体格は大型化、乳用牛の特質に富む
―第11回全日本ホルスタイン共進会・
 第3回全日本ジャージー共進会―


 5年に1度の乳牛の祭典、第11回全日本ホルスタイン共進会が、平成12年11月2〜5日「晴れの国・酪農・ふれあい」をテーマに「ファームフェスタ2000inおかやま」と銘打って、岡山県児島郡灘崎町で開催された。

 加えて、今回は主催県岡山がジャージー牛飼養頭数全国1ということから、16年ぶりに第3回全日本ジャージー共進会も併せ開催された。

 平成12年は口蹄疫、雪印問題と、一時は開催が絶望視されたが、全国44都道府県から地域予選を勝抜いたホルスタイン297頭と12都道県から60頭のジャージー牛が出品され、過去最大規模の全国共進会となった。

 そしてこの共進会、各地で毎年行われる共進会とは別格で、先進的な酪農家はもとより、関係者が集う情報交換の場でもある。

 また、4日間を通じ会場では、広く一般消費者とのふれあいと交流を通じて、酪農・畜産に関する理解を深めてもらうため、牛乳・乳製品や畜産物に関する情報を提供するブースを設けたり、いろいろな体験コーナーや楽しいイベントが開催され、中国・四国の一般市民66万人の来場者でにぎわった。

第1回のホルスタイン全国共進会は1951年に神奈川県平塚市で出品牛157頭の参加で行われたが、1995年の千葉市内での開催を経て、今回の開催は半世紀目を迎える。

 さて、共進会で注目されるのは牛の体型だが、長期にわたって多くの牛乳を生産するためには、しっかりした骨格や形のよい乳房、丈夫な肢蹄が必要だ。そして、審査の重点や出品区分はそれぞれの時代に求められる乳牛改良の水準により毎回見直される。

 ちなみに今回は、出品区分の月齢が一層細分化され12区分となった。第1回当時は4区分、前回の千葉は9区分だった。12区分の内訳は未経産牛が24ヵ月齢未満までの5部、経産牛の区分は、3歳未満と4歳未満をそれぞれジュニアとシニアの2区分に分けたのが大きな変更点で、6歳以上までの3区分をあわせた7部からなり、これまで指摘された出品牛の産次の違いなどの問題が解消された。  審査基準は、@外貌(15点)、A肢蹄(15点)、B乳用牛の特質(20点)、C体積(10点)、D乳器(40点)の5区分、合計100点の標点で審査される。

 出品頭数は、都道府県の飼養頭数や登録実績により割当てられるが、今回の出品牛の多い都道府県は、北海道の42頭、地元岡山県の30頭、岩手県(21頭)、千葉県(15頭)、熊本県(14頭)の順となっている。
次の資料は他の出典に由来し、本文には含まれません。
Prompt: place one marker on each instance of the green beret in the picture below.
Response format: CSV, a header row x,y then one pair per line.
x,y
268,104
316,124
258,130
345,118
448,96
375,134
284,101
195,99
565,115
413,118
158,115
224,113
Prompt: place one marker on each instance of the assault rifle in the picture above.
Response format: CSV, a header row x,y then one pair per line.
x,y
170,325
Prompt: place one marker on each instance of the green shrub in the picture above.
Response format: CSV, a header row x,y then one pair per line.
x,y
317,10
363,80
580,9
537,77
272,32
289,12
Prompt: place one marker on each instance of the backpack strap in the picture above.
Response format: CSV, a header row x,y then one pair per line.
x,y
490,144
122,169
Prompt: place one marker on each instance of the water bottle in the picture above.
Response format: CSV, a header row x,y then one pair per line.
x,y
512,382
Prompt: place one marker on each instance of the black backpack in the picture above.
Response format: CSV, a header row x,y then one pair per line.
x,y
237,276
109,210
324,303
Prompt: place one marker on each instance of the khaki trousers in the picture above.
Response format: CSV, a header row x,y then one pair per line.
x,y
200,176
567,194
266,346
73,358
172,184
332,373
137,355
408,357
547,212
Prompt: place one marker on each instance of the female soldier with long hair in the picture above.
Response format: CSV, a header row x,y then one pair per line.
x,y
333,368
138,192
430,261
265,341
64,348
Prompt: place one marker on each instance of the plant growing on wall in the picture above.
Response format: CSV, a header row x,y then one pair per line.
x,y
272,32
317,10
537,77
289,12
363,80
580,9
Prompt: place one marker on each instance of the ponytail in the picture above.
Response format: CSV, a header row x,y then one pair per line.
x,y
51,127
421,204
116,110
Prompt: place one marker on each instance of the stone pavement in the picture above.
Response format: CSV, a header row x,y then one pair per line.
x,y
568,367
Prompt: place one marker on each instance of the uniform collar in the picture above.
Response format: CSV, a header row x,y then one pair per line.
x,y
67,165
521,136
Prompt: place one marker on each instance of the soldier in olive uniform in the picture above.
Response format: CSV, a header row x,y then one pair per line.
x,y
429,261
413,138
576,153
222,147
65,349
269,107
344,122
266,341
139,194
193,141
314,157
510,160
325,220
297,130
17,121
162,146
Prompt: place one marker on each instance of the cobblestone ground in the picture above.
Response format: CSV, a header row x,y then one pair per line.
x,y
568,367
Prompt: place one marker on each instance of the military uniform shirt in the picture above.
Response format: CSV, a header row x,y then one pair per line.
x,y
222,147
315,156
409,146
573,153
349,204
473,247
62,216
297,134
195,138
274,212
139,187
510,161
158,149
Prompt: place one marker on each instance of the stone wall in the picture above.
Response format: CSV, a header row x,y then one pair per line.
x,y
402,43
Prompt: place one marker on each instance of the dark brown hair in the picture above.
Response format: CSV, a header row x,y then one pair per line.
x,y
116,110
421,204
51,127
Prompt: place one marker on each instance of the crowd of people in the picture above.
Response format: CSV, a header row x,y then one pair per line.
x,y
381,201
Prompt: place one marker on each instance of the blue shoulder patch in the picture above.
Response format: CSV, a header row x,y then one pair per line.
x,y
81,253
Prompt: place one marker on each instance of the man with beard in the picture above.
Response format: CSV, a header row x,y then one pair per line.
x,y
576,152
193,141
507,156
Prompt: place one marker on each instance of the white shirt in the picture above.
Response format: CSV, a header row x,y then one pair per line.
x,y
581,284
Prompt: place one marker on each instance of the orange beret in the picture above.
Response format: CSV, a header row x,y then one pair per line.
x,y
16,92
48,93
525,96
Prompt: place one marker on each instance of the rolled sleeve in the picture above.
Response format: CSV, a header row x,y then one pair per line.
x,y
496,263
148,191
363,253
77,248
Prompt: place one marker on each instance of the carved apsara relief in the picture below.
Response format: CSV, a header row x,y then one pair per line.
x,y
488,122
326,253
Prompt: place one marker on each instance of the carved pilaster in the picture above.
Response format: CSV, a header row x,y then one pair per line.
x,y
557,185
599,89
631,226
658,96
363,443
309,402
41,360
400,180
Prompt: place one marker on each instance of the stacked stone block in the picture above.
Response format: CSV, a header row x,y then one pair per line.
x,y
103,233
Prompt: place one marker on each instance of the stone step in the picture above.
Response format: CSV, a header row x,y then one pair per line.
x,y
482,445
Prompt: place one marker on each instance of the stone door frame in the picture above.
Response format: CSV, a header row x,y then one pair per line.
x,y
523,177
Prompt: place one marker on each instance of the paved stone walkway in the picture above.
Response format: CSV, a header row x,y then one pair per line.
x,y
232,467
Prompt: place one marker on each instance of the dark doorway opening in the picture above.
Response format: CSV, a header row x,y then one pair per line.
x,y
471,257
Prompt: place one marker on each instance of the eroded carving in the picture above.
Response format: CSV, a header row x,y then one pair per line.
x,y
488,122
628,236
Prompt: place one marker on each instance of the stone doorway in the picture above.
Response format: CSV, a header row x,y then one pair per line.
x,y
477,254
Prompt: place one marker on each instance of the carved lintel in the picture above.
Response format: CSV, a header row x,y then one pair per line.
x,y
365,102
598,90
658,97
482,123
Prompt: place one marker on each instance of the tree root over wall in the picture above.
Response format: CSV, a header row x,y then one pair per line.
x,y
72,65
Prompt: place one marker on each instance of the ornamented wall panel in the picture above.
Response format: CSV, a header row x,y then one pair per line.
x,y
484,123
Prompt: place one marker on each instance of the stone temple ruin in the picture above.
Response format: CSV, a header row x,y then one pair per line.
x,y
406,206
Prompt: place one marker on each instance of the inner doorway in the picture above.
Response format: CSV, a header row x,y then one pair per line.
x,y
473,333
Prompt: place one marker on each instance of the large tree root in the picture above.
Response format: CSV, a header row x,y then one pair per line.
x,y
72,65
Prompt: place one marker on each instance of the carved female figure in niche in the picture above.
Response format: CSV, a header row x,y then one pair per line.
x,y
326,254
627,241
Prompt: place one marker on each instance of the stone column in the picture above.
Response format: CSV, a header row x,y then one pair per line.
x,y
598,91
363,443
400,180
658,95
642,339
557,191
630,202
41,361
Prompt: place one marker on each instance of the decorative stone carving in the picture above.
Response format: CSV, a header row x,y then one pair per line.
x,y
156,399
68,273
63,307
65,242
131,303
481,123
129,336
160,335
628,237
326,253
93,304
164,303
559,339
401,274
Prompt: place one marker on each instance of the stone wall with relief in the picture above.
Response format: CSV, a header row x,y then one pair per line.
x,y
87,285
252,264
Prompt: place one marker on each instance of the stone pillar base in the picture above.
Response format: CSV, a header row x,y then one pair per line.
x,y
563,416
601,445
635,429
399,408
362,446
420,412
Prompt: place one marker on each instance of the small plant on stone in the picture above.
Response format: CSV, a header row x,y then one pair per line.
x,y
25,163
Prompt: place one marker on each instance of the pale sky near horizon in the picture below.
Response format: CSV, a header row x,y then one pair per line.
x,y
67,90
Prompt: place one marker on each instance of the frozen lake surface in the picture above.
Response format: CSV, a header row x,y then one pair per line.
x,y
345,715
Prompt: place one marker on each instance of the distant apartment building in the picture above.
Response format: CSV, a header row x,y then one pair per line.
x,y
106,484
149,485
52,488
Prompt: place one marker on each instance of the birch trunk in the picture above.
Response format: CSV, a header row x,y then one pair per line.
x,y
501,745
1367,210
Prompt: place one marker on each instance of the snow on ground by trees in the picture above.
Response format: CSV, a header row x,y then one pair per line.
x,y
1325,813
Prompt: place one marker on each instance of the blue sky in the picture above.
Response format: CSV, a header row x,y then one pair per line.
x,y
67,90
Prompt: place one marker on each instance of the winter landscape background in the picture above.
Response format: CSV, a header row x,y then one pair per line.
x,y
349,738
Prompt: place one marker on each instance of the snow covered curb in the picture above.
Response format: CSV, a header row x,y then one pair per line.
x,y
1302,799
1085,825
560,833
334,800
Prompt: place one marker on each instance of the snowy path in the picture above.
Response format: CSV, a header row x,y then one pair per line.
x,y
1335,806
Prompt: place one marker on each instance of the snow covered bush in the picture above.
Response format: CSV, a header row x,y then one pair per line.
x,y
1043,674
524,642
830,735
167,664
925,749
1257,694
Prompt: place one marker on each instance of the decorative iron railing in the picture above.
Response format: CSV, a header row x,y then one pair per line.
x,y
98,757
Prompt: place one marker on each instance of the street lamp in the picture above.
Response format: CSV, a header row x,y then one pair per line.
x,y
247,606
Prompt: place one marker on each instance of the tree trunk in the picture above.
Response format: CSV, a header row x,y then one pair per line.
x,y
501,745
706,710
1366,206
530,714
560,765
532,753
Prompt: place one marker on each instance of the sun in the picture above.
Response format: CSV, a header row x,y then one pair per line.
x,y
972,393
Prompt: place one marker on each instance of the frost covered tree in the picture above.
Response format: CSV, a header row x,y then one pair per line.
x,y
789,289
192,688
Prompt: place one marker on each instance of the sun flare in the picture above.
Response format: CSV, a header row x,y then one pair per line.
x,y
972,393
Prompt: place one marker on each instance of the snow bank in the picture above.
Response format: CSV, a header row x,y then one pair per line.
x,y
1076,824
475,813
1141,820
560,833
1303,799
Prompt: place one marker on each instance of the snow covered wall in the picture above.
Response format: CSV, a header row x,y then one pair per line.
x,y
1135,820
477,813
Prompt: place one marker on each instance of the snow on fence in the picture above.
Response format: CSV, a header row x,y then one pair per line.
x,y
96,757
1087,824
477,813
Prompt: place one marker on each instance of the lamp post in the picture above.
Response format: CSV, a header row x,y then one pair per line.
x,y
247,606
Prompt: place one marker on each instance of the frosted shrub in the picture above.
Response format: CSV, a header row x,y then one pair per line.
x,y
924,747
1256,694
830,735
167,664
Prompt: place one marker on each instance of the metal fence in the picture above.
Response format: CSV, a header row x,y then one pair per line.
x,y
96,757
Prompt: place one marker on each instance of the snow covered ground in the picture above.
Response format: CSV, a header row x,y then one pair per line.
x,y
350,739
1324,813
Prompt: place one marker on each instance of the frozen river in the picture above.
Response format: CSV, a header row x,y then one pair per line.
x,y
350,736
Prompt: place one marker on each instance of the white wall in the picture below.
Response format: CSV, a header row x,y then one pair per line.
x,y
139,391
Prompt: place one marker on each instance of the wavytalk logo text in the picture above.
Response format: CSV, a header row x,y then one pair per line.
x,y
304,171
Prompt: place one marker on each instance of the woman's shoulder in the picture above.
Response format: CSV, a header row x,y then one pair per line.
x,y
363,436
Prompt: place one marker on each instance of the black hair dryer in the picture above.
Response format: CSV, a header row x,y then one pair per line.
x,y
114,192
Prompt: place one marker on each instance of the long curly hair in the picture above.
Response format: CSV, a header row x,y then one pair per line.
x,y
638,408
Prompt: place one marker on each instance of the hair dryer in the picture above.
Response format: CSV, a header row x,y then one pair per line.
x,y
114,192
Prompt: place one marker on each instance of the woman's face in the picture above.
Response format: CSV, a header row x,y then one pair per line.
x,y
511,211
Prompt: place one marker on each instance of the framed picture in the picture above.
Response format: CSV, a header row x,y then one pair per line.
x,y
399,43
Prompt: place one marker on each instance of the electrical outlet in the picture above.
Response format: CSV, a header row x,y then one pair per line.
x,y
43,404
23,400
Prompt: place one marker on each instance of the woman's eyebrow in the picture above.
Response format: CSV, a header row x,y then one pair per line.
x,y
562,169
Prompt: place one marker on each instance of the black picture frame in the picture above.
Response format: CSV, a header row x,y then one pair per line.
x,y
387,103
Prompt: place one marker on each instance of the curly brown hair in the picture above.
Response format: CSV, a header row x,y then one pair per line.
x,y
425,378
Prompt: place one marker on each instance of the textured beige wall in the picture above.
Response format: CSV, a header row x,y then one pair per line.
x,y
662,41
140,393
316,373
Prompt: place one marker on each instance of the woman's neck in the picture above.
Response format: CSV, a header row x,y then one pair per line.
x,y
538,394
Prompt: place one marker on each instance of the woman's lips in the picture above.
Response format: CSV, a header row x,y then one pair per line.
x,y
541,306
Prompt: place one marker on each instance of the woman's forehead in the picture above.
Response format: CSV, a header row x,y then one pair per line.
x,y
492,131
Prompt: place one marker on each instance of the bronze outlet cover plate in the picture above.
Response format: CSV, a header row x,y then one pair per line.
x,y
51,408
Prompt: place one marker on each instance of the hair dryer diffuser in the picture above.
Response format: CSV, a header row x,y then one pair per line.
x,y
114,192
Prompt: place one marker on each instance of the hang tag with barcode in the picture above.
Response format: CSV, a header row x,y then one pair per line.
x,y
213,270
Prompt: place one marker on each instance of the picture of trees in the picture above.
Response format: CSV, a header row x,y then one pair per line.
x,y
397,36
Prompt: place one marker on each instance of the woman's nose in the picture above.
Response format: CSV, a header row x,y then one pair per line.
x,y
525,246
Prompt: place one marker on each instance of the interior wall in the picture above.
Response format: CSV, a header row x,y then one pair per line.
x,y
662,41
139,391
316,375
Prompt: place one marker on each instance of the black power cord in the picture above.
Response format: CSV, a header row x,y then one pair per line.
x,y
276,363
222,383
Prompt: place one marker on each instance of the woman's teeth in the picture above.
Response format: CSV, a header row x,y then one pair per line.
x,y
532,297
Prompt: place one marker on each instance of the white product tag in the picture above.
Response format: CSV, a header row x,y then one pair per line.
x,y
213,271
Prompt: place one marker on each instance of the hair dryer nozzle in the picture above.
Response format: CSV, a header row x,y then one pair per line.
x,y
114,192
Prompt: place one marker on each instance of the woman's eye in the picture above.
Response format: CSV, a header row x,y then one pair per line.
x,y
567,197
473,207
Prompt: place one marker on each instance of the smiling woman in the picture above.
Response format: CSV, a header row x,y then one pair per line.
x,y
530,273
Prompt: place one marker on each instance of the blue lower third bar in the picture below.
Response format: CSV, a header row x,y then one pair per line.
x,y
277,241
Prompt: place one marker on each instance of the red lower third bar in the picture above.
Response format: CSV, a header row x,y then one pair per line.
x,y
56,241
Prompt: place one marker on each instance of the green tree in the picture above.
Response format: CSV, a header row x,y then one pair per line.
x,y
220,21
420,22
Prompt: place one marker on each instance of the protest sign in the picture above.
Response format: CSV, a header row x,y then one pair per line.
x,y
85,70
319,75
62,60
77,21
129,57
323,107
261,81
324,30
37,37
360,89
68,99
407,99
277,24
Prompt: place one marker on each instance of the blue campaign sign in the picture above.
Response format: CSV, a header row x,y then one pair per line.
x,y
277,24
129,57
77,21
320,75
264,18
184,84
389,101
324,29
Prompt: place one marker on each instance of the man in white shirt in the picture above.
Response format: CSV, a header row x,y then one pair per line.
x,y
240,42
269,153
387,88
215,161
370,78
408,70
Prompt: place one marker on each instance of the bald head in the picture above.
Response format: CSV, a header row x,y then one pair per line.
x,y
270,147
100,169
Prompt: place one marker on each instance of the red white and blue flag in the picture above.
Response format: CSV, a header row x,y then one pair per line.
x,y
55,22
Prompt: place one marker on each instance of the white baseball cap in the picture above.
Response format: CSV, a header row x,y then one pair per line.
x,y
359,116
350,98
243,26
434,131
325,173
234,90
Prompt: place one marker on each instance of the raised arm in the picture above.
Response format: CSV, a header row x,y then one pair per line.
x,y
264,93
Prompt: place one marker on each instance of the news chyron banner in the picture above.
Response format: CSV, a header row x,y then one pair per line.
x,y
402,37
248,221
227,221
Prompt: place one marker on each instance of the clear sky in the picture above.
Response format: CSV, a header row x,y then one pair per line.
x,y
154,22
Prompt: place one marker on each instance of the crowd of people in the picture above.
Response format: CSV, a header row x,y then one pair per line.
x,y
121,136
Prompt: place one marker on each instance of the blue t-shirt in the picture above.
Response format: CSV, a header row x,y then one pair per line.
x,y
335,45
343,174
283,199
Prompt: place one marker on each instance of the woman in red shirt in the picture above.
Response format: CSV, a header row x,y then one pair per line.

そして優劣を決める厳しい比較審査が3日間にわたって行われた。

 ホルスタインの褒賞は12部門で、優等賞59点、1等賞95点、残りは2等賞と選別され、最終日に未経産、4歳未満経産、4歳以上経産の3部門の優等賞1席牛の中からそれぞれ名誉賞、準名誉賞が選ばれ、その中の1頭に高円宮杯(最高位賞)が贈られる。そして、最終日の名誉賞審査の結果、地元岡山県津山市の永礼淳一さん(27歳)出品の、経産4歳以上第10部出品牛「オラホームブレンダ デユリーガル スター ET」がみごと最高位賞に輝いた。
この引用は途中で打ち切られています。